Por eso, cada vez más alejado de aquellas gentes, de las cuales en otro tiempo había sido el ídolo, estrechó su amistad con la anciana y el hidalgo, diciendo para sí: «Nunca procures íntima amistad con los que sean menos que tú, ni con los que sean más que tú, porque los primeros te envidiarán y los segundos te tendrán siempre en menos. He aquí las cosas amargas que enseña la experiencia -añadía-. Cuando yo era rico no sabía nada de esto, y ojalá nunca hubiera llegado a saberlo. Me duele encontrarme a mal con la humanidad, de la cual formo parte».

Entre las tres ruinas, Montenegro era el menos satirizado por las gentes razonables, sin duda porque ni tomaba chocolate ni vasos de agua con azucarillo si alguna vez se lo traían, no lo tocaba, diciendo que no le gustaba el agua azucarada, y la señora de casa tenía con esto motivo de decir: «Ya no le servimos a usted azucarillo, puesto que le deja en la bandeja». Montenegro sabía con qué gente trataba; no se permitía la menor objeción sobre los asuntos de cada uno, y, sin embargo, era el que más sufría.

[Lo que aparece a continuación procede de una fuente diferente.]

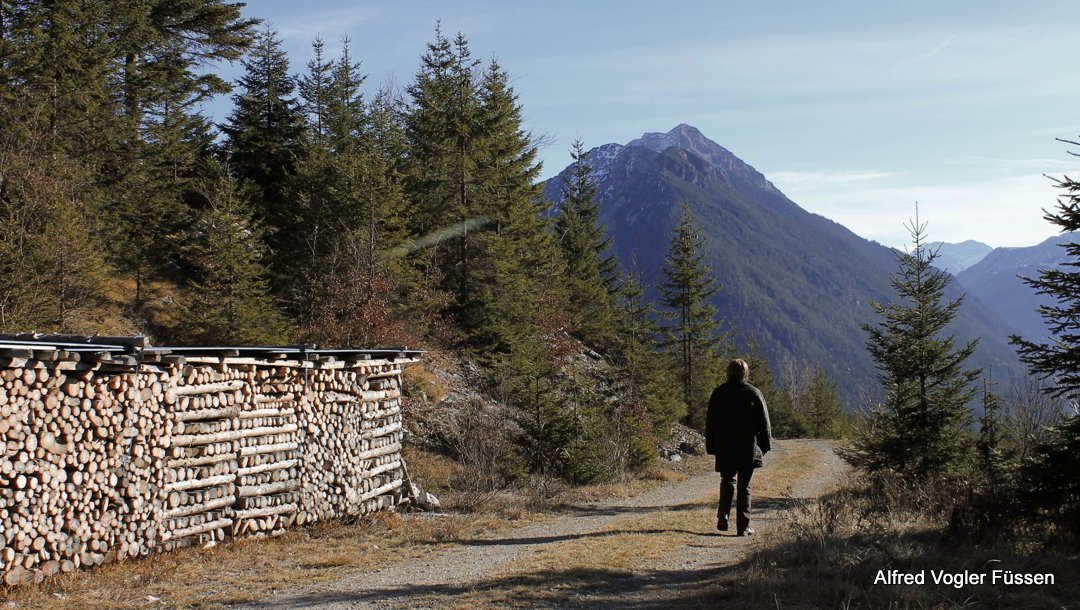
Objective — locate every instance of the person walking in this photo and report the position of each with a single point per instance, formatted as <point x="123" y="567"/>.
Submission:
<point x="738" y="432"/>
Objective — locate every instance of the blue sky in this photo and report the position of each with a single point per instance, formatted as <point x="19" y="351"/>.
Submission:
<point x="855" y="110"/>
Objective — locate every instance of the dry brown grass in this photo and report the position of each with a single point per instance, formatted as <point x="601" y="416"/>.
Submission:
<point x="827" y="555"/>
<point x="580" y="568"/>
<point x="247" y="570"/>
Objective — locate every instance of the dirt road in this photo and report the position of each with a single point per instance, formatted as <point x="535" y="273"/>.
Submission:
<point x="636" y="552"/>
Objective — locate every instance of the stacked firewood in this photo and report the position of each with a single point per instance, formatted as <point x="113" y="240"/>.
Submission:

Mientras don Braulio y doña Isabel tenían suficiente valor y suficiente energía para no hacer caso de quien los despreciaba, Montenegro, con la susceptibilidad de su carácter, su noble corazón y su prurito de caballero, sin que nunca se realizasen sus ilusiones, y viendo cómo su madre moría en la miseria, una melancolía devoradora fue poco a poco invadiendo su espíritu, ocupado siempre en una idea fija. Sin hallar nunca término a sus estudios, venía a encontrarse, después de largo tiempo de una asiduidad exagerada en la lectura, con que nada sabía, y muchas veces concluyó por echar a los ratones la culpa de su ignorancia por haberle roído acaso la mejor parte de sus libros, pues ya iba dudando de su ingenio para poder adivinar lo que en ellos faltaba. Además, otra causa oculta, y sin duda aún más poderosa que su pleito, le preocupaba. Sus amigos lo notaron; pero en vano procuraron adivinarle. Era un misterio, un secreto que el hidalgo se reservaba. Sin embargo, como las mujeres tienen, por lo general, una mirada penetrante para sondear ciertas heridas del alma, doña Isabel notó que Montenegro se ocupaba más que nunca de su persona y de su traje, con el cual parecía andar en extremo mortificado.

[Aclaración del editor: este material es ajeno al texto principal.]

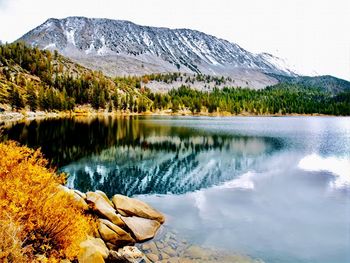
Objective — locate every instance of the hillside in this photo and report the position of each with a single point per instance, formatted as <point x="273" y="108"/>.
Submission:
<point x="122" y="48"/>
<point x="327" y="83"/>
<point x="47" y="81"/>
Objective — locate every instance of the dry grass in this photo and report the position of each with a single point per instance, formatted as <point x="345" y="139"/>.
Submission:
<point x="48" y="220"/>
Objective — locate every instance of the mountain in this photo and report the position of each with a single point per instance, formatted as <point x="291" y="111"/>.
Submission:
<point x="39" y="79"/>
<point x="121" y="48"/>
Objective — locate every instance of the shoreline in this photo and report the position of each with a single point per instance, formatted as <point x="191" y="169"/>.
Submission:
<point x="14" y="116"/>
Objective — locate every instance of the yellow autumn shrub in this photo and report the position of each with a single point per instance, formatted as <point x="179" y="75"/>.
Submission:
<point x="50" y="221"/>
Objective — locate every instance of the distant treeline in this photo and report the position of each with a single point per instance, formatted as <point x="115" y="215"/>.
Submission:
<point x="277" y="99"/>
<point x="41" y="80"/>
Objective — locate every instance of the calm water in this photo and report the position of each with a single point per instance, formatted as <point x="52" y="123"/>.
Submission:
<point x="277" y="189"/>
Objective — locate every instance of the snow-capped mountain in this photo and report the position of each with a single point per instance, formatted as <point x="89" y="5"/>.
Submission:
<point x="122" y="47"/>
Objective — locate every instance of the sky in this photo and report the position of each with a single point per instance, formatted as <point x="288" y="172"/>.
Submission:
<point x="312" y="35"/>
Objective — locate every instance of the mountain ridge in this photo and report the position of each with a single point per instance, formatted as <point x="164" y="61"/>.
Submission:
<point x="121" y="47"/>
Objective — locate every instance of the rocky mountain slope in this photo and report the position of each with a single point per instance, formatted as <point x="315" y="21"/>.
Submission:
<point x="122" y="47"/>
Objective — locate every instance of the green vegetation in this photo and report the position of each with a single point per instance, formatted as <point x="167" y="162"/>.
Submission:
<point x="46" y="81"/>
<point x="40" y="80"/>
<point x="278" y="99"/>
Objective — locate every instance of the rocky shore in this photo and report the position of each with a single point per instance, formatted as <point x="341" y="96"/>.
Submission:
<point x="121" y="223"/>
<point x="127" y="232"/>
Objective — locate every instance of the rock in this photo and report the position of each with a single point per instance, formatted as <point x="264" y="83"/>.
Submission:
<point x="93" y="250"/>
<point x="196" y="252"/>
<point x="153" y="257"/>
<point x="82" y="195"/>
<point x="133" y="254"/>
<point x="114" y="234"/>
<point x="142" y="228"/>
<point x="105" y="197"/>
<point x="114" y="257"/>
<point x="103" y="208"/>
<point x="170" y="251"/>
<point x="134" y="207"/>
<point x="160" y="245"/>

Esto no hubiera debido parecerle muy extraño, cuando dicho traje iba siendo cada vez más viejo, cuando su sombrero tomaba el color dorado o más bien tornasol del ala de una mosca, que él procuraba en vano encubrir alisando la felpa con un paño mojado antes de salir a la calle; y cuando sus botas, riéndose descaradamente, como mujeres sin vergüenza, descubrían los rotos calcetines de lana blanca y los zurcidos que en ellos le hacía casi a tientas su anciana madre.

Doña Isabel, con sus ojos de lince, veía, no obstante, otra causa a través de esta multitud de causas que parecían suficientes para mortificar a un hidalgo como Montenegro; así, se decidió un día a abordar la cuestión, pese a exponerse a parecer importuna a su susceptible amigo; pero todo era menos en su concepto que verle morir de tristeza, sin saber fijamente la causa por que moría.

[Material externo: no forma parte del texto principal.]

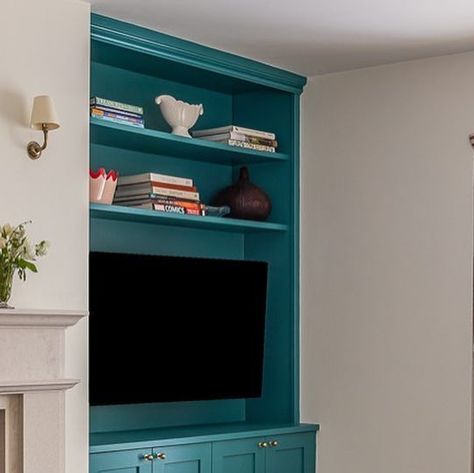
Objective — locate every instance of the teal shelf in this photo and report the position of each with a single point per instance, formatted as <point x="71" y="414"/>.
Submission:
<point x="116" y="212"/>
<point x="166" y="144"/>
<point x="112" y="441"/>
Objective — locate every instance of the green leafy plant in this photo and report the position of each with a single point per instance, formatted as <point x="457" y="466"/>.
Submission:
<point x="17" y="254"/>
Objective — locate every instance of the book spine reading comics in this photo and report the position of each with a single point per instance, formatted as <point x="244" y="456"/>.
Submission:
<point x="162" y="201"/>
<point x="172" y="208"/>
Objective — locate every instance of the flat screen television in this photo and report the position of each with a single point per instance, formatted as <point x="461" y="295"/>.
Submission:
<point x="165" y="329"/>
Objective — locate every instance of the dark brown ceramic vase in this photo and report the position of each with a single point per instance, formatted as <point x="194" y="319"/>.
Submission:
<point x="245" y="199"/>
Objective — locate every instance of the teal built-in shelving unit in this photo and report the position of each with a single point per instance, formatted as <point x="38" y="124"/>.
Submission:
<point x="134" y="65"/>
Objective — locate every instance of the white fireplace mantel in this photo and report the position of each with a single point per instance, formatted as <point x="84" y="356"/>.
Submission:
<point x="39" y="318"/>
<point x="32" y="387"/>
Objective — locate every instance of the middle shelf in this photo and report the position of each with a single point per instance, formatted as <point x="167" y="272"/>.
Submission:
<point x="116" y="212"/>
<point x="162" y="143"/>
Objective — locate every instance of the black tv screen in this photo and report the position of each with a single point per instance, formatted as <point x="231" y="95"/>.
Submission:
<point x="166" y="329"/>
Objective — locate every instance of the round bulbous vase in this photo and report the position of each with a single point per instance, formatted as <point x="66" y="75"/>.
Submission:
<point x="6" y="282"/>
<point x="246" y="200"/>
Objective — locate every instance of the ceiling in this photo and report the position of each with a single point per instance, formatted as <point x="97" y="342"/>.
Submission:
<point x="310" y="36"/>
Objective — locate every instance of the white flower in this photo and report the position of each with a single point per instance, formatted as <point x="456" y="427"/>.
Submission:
<point x="42" y="248"/>
<point x="7" y="230"/>
<point x="28" y="251"/>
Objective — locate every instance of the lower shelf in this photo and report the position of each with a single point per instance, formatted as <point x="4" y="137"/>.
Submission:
<point x="116" y="212"/>
<point x="112" y="441"/>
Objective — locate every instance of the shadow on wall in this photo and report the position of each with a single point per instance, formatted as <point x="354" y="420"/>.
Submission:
<point x="14" y="113"/>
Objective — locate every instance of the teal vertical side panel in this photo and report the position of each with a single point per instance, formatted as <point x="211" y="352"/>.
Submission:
<point x="293" y="453"/>
<point x="274" y="111"/>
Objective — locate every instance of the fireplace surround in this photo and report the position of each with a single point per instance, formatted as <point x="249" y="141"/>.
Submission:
<point x="32" y="389"/>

Montenegro llegaba a su lado muchas veces con los ojos hinchados como de haber llorado, aun cuando procuraba ocultarlo cuidadosamente; otras, sus dos amigos le veían andar errante por parajes solitarios y como hablando consigo mismo. Todo el mundo notó que Montenegro estaba cambiado; pero como su ropa era cada vez más haraposa, le tenían lástima desde lejos, y muchas veces permanecía en la reunión solo en un rincón de la sala, al cual nadie se acercaba, lo mismo que si allí hubiese un apestado.